With the vehicle disassembled we may appeal to the customer for repair authorization or appeal to other interested parties for assistance. Again we place the “Seek Approval” status on the invoice while we await resolution.
Scenario #3: Third Party Insolvency: this occurs infrequently, and mostly with insurance repairs or fraudulent attempts at repair. The later is generally perpetrated against the dealer with a local phone and a photocopied certificate of insurance or extended service policy and an accomplice at the phone site approving the repair. You only caught on because you did not want to wait for a cheque and the company credit card they provided was not approved. In any case, repairs have been processed, parts and labor may be installed, and we need to account for the decrease in inventory or increase in payroll expense.
Mark the status as “Seek Approval”, but don’t stop there. Customer collusion may be involved and asking the customer for payment might be effective if they understand that is the only way you will release the vehicle. Insurance companies lapse on payments or reduce approvals with some regularity – if the vehicle was already released we don’t have much to do beyond writing off the balance.

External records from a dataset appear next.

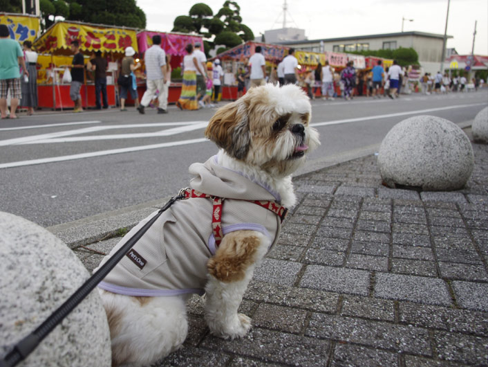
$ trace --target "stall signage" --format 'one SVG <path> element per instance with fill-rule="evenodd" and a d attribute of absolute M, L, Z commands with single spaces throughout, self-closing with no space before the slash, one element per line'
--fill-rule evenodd
<path fill-rule="evenodd" d="M 282 60 L 285 56 L 285 51 L 288 49 L 288 47 L 284 46 L 256 44 L 248 42 L 244 44 L 231 48 L 228 51 L 225 51 L 223 54 L 221 54 L 220 57 L 242 60 L 244 57 L 250 57 L 252 56 L 254 54 L 254 50 L 256 46 L 261 46 L 261 53 L 265 60 L 275 62 Z"/>
<path fill-rule="evenodd" d="M 68 48 L 75 40 L 82 51 L 123 53 L 129 46 L 138 49 L 135 30 L 65 22 L 56 24 L 36 43 L 39 52 L 53 52 Z"/>
<path fill-rule="evenodd" d="M 352 61 L 355 69 L 366 69 L 366 59 L 362 55 L 348 54 L 348 59 Z"/>
<path fill-rule="evenodd" d="M 203 41 L 201 37 L 190 35 L 178 35 L 174 33 L 163 33 L 160 32 L 144 31 L 138 33 L 138 44 L 139 51 L 145 52 L 153 45 L 153 36 L 161 36 L 161 48 L 168 55 L 183 56 L 187 54 L 185 48 L 188 44 L 195 44 L 200 42 L 203 50 Z"/>
<path fill-rule="evenodd" d="M 301 65 L 310 65 L 315 66 L 320 62 L 322 65 L 326 64 L 326 55 L 323 53 L 314 52 L 297 51 L 295 57 L 298 63 Z"/>
<path fill-rule="evenodd" d="M 346 66 L 348 63 L 348 55 L 345 53 L 328 52 L 327 60 L 332 66 Z"/>
<path fill-rule="evenodd" d="M 39 18 L 0 14 L 0 24 L 8 27 L 10 38 L 19 42 L 33 42 L 39 31 Z"/>

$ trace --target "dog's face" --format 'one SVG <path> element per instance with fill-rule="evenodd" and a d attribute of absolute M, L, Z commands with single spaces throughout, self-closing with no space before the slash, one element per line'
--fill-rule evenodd
<path fill-rule="evenodd" d="M 310 120 L 310 104 L 301 88 L 268 84 L 218 109 L 205 136 L 236 159 L 288 176 L 320 144 Z"/>

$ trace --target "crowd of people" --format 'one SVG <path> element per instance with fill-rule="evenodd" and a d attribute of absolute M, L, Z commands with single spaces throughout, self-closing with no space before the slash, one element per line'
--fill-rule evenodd
<path fill-rule="evenodd" d="M 126 111 L 126 101 L 130 93 L 135 109 L 140 114 L 145 113 L 145 108 L 151 106 L 158 109 L 158 114 L 167 114 L 168 94 L 171 78 L 170 60 L 161 48 L 161 37 L 152 37 L 153 45 L 146 51 L 144 56 L 146 91 L 140 102 L 138 95 L 135 73 L 142 67 L 135 60 L 135 51 L 131 46 L 125 48 L 125 57 L 122 60 L 118 84 L 120 90 L 120 111 Z M 37 107 L 37 53 L 32 49 L 32 43 L 24 42 L 24 50 L 19 44 L 10 39 L 8 28 L 0 25 L 0 110 L 1 118 L 8 117 L 7 95 L 11 96 L 10 118 L 17 118 L 16 109 L 19 105 L 27 108 L 27 114 L 32 115 Z M 86 64 L 79 50 L 77 41 L 71 44 L 73 55 L 72 63 L 64 67 L 70 70 L 70 97 L 74 103 L 75 112 L 82 111 L 80 89 L 84 82 L 85 69 L 93 73 L 95 82 L 95 105 L 97 109 L 109 108 L 107 98 L 107 60 L 102 57 L 100 51 L 92 54 Z M 269 71 L 266 60 L 261 53 L 260 46 L 249 59 L 238 64 L 238 70 L 232 75 L 237 86 L 237 98 L 241 97 L 250 88 L 270 82 L 279 85 L 299 84 L 305 87 L 309 97 L 321 97 L 334 100 L 340 96 L 347 100 L 355 96 L 366 96 L 373 98 L 398 98 L 400 91 L 415 91 L 426 95 L 463 92 L 469 89 L 477 90 L 485 81 L 474 78 L 467 80 L 462 75 L 451 76 L 440 71 L 435 75 L 425 73 L 415 83 L 409 83 L 409 73 L 396 60 L 389 68 L 384 69 L 381 60 L 370 70 L 356 70 L 353 61 L 347 63 L 341 70 L 335 70 L 328 61 L 312 70 L 300 72 L 300 66 L 290 48 L 276 67 Z M 219 59 L 207 61 L 201 44 L 186 46 L 187 55 L 182 62 L 182 77 L 181 93 L 176 102 L 180 109 L 194 110 L 213 107 L 219 100 L 224 84 L 224 70 Z M 227 71 L 228 72 L 230 70 Z"/>
<path fill-rule="evenodd" d="M 409 73 L 396 60 L 393 60 L 391 66 L 386 69 L 384 69 L 382 60 L 378 60 L 372 69 L 359 71 L 350 61 L 340 72 L 332 69 L 326 61 L 325 66 L 319 63 L 315 70 L 306 72 L 301 80 L 311 99 L 315 99 L 317 91 L 321 89 L 322 98 L 332 100 L 338 96 L 335 91 L 337 89 L 340 90 L 340 96 L 347 100 L 355 95 L 395 99 L 398 98 L 401 91 L 405 93 L 415 91 L 426 95 L 463 92 L 469 88 L 477 91 L 485 83 L 485 80 L 480 78 L 473 78 L 469 83 L 464 75 L 449 76 L 447 73 L 442 75 L 438 71 L 434 76 L 425 73 L 411 84 L 413 80 L 409 80 Z"/>

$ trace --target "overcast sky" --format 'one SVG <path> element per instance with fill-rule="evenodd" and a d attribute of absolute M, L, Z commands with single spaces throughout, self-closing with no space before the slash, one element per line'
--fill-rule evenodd
<path fill-rule="evenodd" d="M 199 1 L 136 0 L 147 18 L 147 29 L 169 32 L 178 15 L 188 15 Z M 287 0 L 287 26 L 305 29 L 308 39 L 417 30 L 444 34 L 448 0 Z M 216 14 L 225 0 L 204 1 Z M 239 0 L 243 23 L 254 36 L 283 27 L 283 0 Z M 447 47 L 471 53 L 478 21 L 474 53 L 488 55 L 488 1 L 451 0 Z"/>

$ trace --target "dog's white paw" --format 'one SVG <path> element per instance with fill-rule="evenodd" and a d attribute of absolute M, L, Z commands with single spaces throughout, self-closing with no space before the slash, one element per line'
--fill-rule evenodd
<path fill-rule="evenodd" d="M 232 322 L 221 325 L 221 328 L 209 326 L 211 332 L 216 337 L 232 340 L 242 338 L 247 333 L 251 328 L 251 319 L 244 314 L 237 314 Z"/>

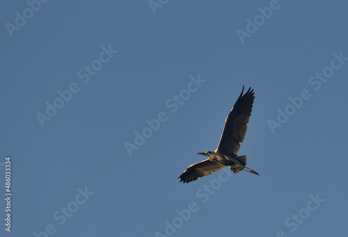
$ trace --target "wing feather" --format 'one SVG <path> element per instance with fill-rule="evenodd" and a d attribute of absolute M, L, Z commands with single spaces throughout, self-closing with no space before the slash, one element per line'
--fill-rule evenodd
<path fill-rule="evenodd" d="M 225 167 L 223 165 L 207 159 L 190 165 L 177 178 L 180 178 L 180 182 L 184 182 L 184 183 L 189 183 L 196 181 L 199 177 L 217 171 Z"/>
<path fill-rule="evenodd" d="M 227 155 L 237 155 L 240 144 L 243 142 L 246 133 L 246 125 L 249 121 L 253 103 L 254 90 L 249 89 L 243 95 L 244 86 L 225 121 L 225 126 L 220 139 L 217 150 Z"/>

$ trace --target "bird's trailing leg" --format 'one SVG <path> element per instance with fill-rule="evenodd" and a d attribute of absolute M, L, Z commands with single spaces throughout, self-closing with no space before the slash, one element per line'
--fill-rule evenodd
<path fill-rule="evenodd" d="M 243 170 L 245 170 L 246 171 L 248 171 L 248 172 L 251 173 L 251 174 L 255 174 L 259 175 L 258 173 L 256 172 L 255 170 L 249 169 L 246 167 L 244 167 L 244 169 L 243 169 Z"/>

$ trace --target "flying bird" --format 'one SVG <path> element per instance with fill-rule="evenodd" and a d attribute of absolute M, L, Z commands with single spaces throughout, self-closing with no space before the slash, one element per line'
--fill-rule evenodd
<path fill-rule="evenodd" d="M 225 121 L 220 142 L 215 151 L 206 151 L 198 154 L 207 157 L 207 159 L 191 165 L 180 176 L 180 182 L 189 183 L 196 181 L 199 177 L 211 174 L 226 166 L 237 174 L 242 170 L 259 175 L 256 171 L 246 167 L 246 156 L 238 156 L 240 144 L 244 139 L 246 132 L 246 123 L 251 115 L 254 102 L 254 90 L 249 88 L 243 95 L 244 86 Z"/>

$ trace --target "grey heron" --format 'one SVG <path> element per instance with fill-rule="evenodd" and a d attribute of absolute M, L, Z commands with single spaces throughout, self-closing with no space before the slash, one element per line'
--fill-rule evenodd
<path fill-rule="evenodd" d="M 246 156 L 238 156 L 240 144 L 244 139 L 246 132 L 246 123 L 251 115 L 253 103 L 254 102 L 254 90 L 251 87 L 243 95 L 244 86 L 242 93 L 232 108 L 225 121 L 220 142 L 215 151 L 206 151 L 198 154 L 207 157 L 187 168 L 177 178 L 180 182 L 189 183 L 197 180 L 199 177 L 211 174 L 226 166 L 230 166 L 231 171 L 237 174 L 242 170 L 259 175 L 256 171 L 246 167 Z"/>

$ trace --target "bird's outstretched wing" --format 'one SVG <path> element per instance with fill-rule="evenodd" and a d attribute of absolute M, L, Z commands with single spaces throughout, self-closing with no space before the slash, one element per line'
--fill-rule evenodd
<path fill-rule="evenodd" d="M 222 132 L 221 138 L 217 148 L 218 151 L 223 151 L 230 155 L 237 155 L 239 150 L 239 142 L 244 139 L 246 132 L 246 123 L 249 121 L 251 115 L 253 103 L 254 102 L 254 90 L 249 89 L 243 95 L 244 86 L 231 112 L 226 118 L 225 126 Z"/>
<path fill-rule="evenodd" d="M 184 183 L 189 183 L 196 181 L 199 177 L 203 177 L 211 174 L 212 172 L 217 171 L 225 167 L 223 165 L 207 159 L 190 165 L 177 178 L 181 178 L 180 182 L 184 182 Z"/>

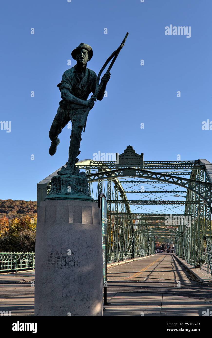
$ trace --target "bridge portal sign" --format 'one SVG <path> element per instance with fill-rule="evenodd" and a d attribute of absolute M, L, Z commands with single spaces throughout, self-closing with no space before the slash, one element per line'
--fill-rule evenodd
<path fill-rule="evenodd" d="M 116 153 L 116 167 L 144 167 L 144 153 L 136 154 L 131 146 L 128 146 L 122 154 Z"/>

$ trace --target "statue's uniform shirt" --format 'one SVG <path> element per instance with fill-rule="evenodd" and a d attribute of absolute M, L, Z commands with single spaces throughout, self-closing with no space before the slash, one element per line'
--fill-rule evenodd
<path fill-rule="evenodd" d="M 61 91 L 62 89 L 65 89 L 78 99 L 86 100 L 91 93 L 95 92 L 97 80 L 97 74 L 93 71 L 86 68 L 84 74 L 79 73 L 75 65 L 65 72 L 62 81 L 57 87 Z M 86 109 L 85 106 L 69 103 L 64 100 L 60 102 L 60 106 L 65 110 L 81 107 L 85 110 Z"/>
<path fill-rule="evenodd" d="M 87 68 L 84 73 L 78 73 L 75 66 L 65 71 L 57 87 L 60 91 L 64 89 L 78 98 L 85 100 L 91 93 L 95 92 L 97 78 L 95 72 Z M 64 100 L 60 101 L 59 104 L 49 131 L 50 139 L 52 141 L 56 140 L 62 129 L 71 120 L 71 140 L 76 144 L 80 144 L 82 128 L 79 128 L 78 125 L 87 107 L 69 103 Z"/>

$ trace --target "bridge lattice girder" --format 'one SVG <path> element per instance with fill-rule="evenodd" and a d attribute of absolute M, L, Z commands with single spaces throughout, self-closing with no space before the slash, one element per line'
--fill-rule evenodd
<path fill-rule="evenodd" d="M 152 254 L 156 242 L 174 243 L 176 254 L 194 266 L 207 261 L 206 239 L 207 237 L 211 238 L 212 235 L 211 164 L 206 160 L 148 161 L 144 162 L 143 169 L 120 167 L 114 161 L 85 160 L 76 164 L 85 171 L 94 200 L 102 192 L 107 200 L 108 262 Z M 40 193 L 41 199 L 49 190 L 51 177 L 55 174 L 38 184 L 38 196 Z M 149 186 L 142 191 L 138 190 L 140 184 Z M 155 184 L 161 186 L 156 188 Z M 163 188 L 165 184 L 165 189 Z M 177 186 L 181 189 L 175 190 Z M 134 193 L 137 199 L 129 199 L 128 193 L 130 196 Z M 186 198 L 169 199 L 167 197 L 170 194 L 183 194 Z M 169 212 L 153 212 L 149 210 L 142 212 L 148 205 L 157 208 L 163 205 Z M 182 206 L 185 206 L 184 213 L 179 210 Z M 136 208 L 132 212 L 132 206 Z M 170 209 L 168 206 L 172 208 Z M 174 212 L 176 208 L 177 213 L 170 213 Z M 167 216 L 175 218 L 178 222 L 166 223 Z M 185 221 L 186 217 L 190 218 L 189 226 L 184 221 L 179 222 L 179 220 Z"/>

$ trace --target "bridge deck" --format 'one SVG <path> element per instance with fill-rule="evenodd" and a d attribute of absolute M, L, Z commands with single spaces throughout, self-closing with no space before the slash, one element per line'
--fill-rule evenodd
<path fill-rule="evenodd" d="M 211 287 L 190 277 L 170 254 L 111 268 L 107 271 L 111 305 L 103 315 L 202 316 L 212 310 Z"/>
<path fill-rule="evenodd" d="M 111 305 L 105 307 L 104 316 L 202 316 L 212 311 L 211 287 L 191 279 L 170 254 L 111 268 L 107 276 Z M 33 316 L 34 279 L 34 271 L 0 274 L 0 311 Z"/>

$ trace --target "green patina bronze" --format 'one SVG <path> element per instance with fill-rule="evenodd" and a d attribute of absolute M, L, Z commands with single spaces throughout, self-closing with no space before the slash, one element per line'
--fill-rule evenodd
<path fill-rule="evenodd" d="M 66 166 L 62 167 L 61 170 L 58 172 L 58 176 L 52 178 L 51 188 L 46 199 L 92 199 L 88 193 L 85 173 L 80 173 L 75 165 L 79 161 L 77 156 L 80 152 L 82 133 L 83 128 L 85 131 L 88 113 L 93 108 L 95 101 L 97 100 L 101 101 L 104 97 L 107 83 L 110 77 L 110 71 L 124 46 L 128 35 L 127 33 L 120 47 L 108 58 L 98 76 L 93 71 L 87 67 L 87 63 L 93 56 L 90 46 L 81 43 L 72 51 L 71 56 L 77 61 L 77 64 L 65 72 L 61 82 L 57 85 L 62 100 L 49 132 L 51 141 L 49 153 L 52 155 L 60 143 L 59 134 L 68 123 L 71 121 L 68 160 Z M 102 72 L 112 59 L 99 84 Z M 88 99 L 91 93 L 93 95 Z M 78 177 L 79 179 L 77 179 Z M 84 187 L 86 182 L 86 189 Z M 68 187 L 71 188 L 68 188 Z"/>

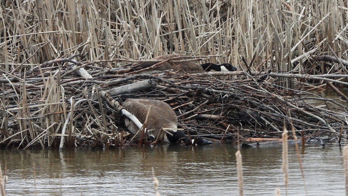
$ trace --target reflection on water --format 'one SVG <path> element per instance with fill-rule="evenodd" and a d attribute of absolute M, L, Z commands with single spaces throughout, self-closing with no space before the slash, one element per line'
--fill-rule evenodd
<path fill-rule="evenodd" d="M 2 150 L 0 164 L 3 169 L 7 165 L 8 195 L 34 195 L 35 191 L 38 195 L 154 195 L 152 167 L 161 195 L 237 195 L 237 150 L 230 144 L 61 152 Z M 241 151 L 245 195 L 274 195 L 277 186 L 285 195 L 281 146 Z M 301 158 L 309 195 L 344 195 L 340 146 L 309 145 Z M 305 195 L 297 159 L 290 146 L 289 195 Z"/>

One way to write off the complete balance that will not be paid is by transferring the Warranty Invoice to an Internal Warranty/Insurance Vendor. Parts installed and labor provided, are then offset by a charge against “Bad Debt” (some people refer to it as “Goodwill”). The most direct way of accomplishing this is by:
- Selecting the approved warranty invoice
- Choose \File \Unapprove Invoice
- Click “Yes” in the dialogue box
- After highlighting the Vendor that refused payment, and copying to the notes area of the invoice, select the appropriate Internal Vendor and overwrite the vendor information. The Invoice can now be adjusted, marked approved, paid on account, and then charged to bad debt.
Scenario #4: a customer has requested repairs or acceded to your suggestion of having some repairs, and is now refusing or requesting removal. “Seek Approval” if it’s a question of source of funds. It might be resolved by extending some temporary credit. Maybe it’s the result of a misunderstanding, or expecting some pecuniary assistance from the sales department, or the factory.